Why carbon emission rates matter for TCRE and oceanic heat and carbon uptake

Monday, 15 December 2014
John P Krasting, John P Dunne, Robert Hallberg and Ronald J Stouffer, NOAA / Geophysical Fluid Dynamics Laboratory, Princeton, NJ, United States
While the Transient Climate Response to cumulative carbon Emissions (TCRE) demonstrates that near-surface air temperature warming is approximately proportional to cumulative emissions, oceanic heat and carbon uptake and sea level rise are far less easily constrained by this metric. Past work using the GFDL-ESM2G Earth System Model explored the robustness of TCRE across a range of policy-relevant emission rates, including a very low emission rate (2 GtC/yr), a very high emission rate (25 GtC/yr), and the case of ceasing emissions. TCRE varies between 0.76 and 1.04 ºC/TtC over this range of emissions, but this range is small (~12%) compared to the range across CMIP5 models.
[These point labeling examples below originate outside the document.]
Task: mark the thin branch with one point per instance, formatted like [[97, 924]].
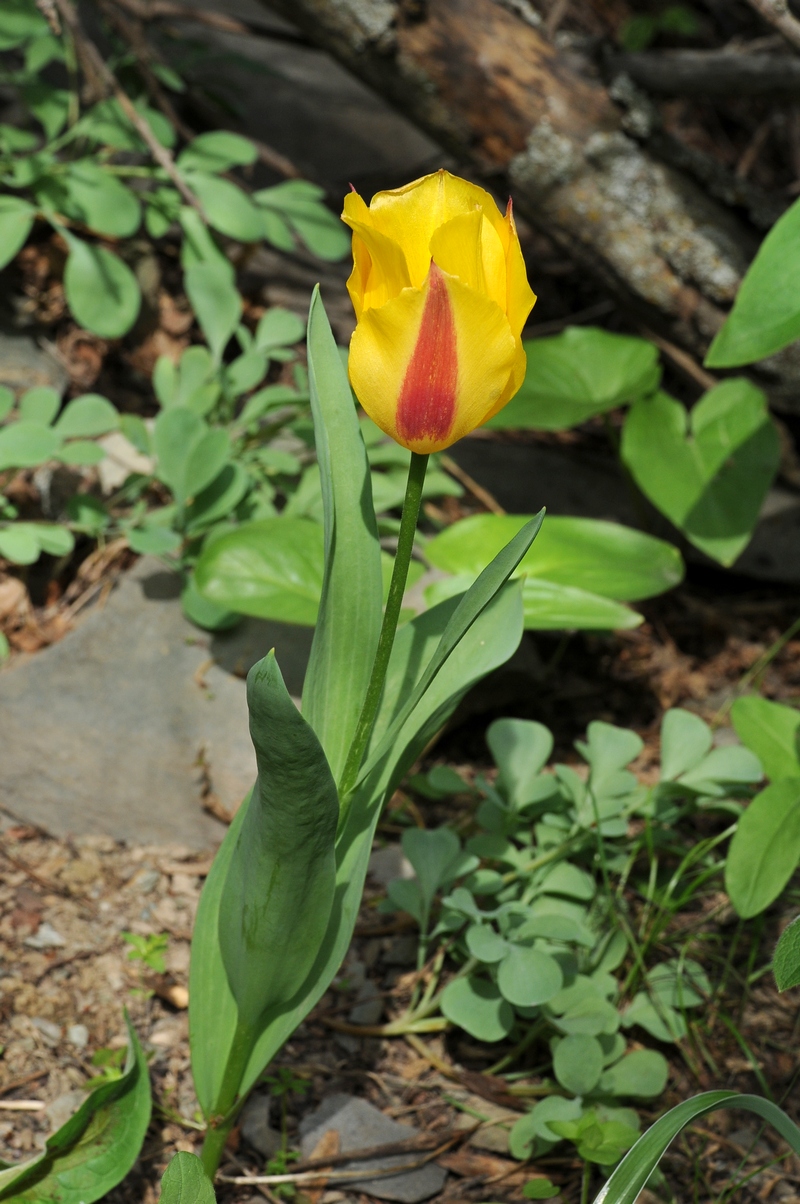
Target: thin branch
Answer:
[[101, 78], [777, 13], [222, 22], [130, 33]]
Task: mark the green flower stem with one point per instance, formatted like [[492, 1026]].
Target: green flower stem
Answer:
[[227, 1103], [396, 589]]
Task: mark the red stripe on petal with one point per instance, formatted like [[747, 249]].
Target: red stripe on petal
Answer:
[[427, 405]]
Here we demonstrate that the timescales of oceanic heat and carbon uptake play an important role in the rate dependence of TCRE. Analysis of the zonal patterns in the air-sea surface fluxes of heat and carbon illustrate important differences between the two that are a function of emissions rate. We find the ultimate fate of anthropogenic heat and carbon in the ocean also depends on the rate of emissions, and particularly, the timescales of oceanic transport. Low emission rates afford the ocean more time to transport heat and carbon throughout the world oceans whereas high emission rates have distinct basin scale differences in their patterns of uptake and storage. These oceanic processes lead to basin scale differences in sea level rise under varying emission rates for the same cumulative emission levels and have important climate adaptation consequences.